When Little Richard blew the top off rock ‘n’ roll with “Rip It Up” (1957), he was picking up his date in an Oldsmobile 88. Looking back, the 88 was more about style than power when it debuted in 1949 — it only packed 145 horses. Models using the 371 cubic-inch engine managed 277 horsepower later on in the 1950s. A car with this type of commanding presence on the road deserves even better. Once completed, it would be the ride to take on the ferry to Cuba, where you’d show Havana’s best the next wave of mods.

7. 1958 Chevrolet Corvette

A 1958 Chevrolet Corvette Roadster is seen on February 4, 2009 at the Washington Auto Show in Washington, DC.

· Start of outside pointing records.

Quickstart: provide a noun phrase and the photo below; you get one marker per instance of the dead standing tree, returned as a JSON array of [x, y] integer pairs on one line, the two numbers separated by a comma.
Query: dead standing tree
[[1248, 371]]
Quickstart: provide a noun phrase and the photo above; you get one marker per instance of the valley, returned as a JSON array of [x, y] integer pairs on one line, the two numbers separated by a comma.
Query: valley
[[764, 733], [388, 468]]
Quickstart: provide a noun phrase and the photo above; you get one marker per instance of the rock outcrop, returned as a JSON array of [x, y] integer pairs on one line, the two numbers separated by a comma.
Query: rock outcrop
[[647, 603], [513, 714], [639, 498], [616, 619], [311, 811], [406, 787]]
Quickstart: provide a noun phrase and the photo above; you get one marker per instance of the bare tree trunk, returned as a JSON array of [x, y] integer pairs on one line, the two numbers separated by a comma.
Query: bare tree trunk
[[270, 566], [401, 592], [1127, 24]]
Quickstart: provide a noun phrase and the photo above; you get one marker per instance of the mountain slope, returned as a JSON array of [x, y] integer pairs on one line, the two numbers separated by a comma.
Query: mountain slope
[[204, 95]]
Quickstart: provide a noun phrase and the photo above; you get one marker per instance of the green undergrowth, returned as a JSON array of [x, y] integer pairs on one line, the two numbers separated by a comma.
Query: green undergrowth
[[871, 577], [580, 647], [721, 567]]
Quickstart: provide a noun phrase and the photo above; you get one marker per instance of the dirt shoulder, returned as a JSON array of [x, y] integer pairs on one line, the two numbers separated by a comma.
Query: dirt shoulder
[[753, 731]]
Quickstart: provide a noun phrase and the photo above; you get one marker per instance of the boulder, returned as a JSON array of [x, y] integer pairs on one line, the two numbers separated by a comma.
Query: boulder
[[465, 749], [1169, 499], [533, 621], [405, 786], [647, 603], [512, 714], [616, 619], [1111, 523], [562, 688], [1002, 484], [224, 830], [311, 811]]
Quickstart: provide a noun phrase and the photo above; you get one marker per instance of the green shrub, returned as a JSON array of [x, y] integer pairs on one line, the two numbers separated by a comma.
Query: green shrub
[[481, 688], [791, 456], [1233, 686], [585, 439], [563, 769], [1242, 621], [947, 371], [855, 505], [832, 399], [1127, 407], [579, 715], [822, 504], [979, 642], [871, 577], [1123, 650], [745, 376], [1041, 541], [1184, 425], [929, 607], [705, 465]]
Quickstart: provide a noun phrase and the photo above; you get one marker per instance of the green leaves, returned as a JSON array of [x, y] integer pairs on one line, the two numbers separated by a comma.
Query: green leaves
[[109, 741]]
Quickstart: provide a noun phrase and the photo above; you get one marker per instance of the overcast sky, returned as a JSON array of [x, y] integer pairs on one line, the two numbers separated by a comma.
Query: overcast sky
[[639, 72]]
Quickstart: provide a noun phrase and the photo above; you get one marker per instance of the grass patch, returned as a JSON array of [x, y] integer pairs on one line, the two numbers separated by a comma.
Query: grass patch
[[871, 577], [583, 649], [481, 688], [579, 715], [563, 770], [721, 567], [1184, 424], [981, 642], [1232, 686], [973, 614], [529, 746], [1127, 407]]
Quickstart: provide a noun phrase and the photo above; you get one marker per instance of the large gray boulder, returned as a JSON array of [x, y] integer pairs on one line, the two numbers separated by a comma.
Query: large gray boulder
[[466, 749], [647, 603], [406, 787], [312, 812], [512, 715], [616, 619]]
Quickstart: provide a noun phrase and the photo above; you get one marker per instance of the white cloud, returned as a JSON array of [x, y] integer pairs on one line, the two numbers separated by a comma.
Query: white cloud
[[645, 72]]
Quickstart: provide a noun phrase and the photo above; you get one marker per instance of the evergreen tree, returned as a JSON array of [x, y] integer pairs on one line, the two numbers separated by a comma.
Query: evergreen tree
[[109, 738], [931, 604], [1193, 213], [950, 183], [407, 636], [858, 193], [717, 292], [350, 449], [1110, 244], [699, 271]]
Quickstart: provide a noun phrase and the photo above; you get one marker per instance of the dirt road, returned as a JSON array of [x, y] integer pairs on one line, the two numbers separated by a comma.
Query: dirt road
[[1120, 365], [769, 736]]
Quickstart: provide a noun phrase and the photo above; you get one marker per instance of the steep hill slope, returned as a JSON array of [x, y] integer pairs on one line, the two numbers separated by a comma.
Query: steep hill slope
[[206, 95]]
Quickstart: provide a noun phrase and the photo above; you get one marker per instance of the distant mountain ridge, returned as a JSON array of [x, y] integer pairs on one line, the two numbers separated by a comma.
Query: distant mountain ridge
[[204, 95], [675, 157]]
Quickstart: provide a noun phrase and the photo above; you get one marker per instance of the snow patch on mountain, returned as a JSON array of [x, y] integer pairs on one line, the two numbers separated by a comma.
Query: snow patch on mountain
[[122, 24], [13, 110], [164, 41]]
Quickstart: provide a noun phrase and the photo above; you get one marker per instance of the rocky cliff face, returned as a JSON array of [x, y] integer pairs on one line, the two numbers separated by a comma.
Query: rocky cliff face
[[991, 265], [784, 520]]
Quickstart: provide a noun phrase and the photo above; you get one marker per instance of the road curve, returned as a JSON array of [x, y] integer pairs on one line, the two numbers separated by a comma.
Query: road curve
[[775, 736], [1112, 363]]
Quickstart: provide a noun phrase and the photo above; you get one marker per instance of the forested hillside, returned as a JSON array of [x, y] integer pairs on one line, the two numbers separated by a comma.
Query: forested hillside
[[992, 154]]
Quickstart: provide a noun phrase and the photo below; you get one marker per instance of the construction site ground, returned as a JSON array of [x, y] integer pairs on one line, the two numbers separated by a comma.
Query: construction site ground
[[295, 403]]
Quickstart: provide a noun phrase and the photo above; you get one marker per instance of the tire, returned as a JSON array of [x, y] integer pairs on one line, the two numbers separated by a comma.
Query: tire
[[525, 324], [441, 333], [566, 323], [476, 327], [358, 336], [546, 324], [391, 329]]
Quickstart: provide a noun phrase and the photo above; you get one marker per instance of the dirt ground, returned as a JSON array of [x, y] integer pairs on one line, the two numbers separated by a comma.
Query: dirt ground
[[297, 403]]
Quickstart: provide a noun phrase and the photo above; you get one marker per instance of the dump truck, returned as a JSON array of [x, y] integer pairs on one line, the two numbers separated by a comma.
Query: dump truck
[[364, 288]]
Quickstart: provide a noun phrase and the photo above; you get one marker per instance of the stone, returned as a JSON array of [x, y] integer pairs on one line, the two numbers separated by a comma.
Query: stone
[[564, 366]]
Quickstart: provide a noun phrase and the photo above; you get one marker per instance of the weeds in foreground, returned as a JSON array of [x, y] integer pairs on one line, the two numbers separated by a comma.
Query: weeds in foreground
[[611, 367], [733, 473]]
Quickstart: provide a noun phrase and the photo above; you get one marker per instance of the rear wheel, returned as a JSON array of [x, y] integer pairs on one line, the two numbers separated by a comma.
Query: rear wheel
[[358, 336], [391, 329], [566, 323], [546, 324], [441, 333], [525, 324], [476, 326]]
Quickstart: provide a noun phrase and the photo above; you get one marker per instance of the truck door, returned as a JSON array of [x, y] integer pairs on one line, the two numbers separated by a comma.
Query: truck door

A 1958 Chevrolet Corvette Roadster | Karen Bleier/AFP/Getty Images

Unlike some of the hypotheticals on this list, Blood Shed Motors actually has a 1958 Chevy Corvette up next in its production schedule. This four-headlight, chrome-heavy classic is an ideal choice for obvious reasons. Collectors and enthusiasts in the know would expect engines maxing at around 290 horsepower. While we didn’t ask Medford what the force of the modified ‘Vette will be, we can be sure it will blow any existing model out of the water.

8. 1976 Lincoln Continental Mark IV

1976 Lincoln Continental Mark IV as seen in original brochure

Few cars can creep like the Continental Mark IV from 1976 | Lincoln

Medford has a soft spot for modified “gangster creepers,” and few would be able to compete with the 1976 Lincoln Continental Mark IV once it became a Zombie. Covering about 19 feet in length and knocking you out with its iconic 1970s style, this car has no peers. Its one weakness back in the day was acceleration, taking about 12 seconds to hit 60. In the Blood Shed, it would get over 100 miles of EV range and become a lot quicker. Medford says there is one in the pipeline, so get ready.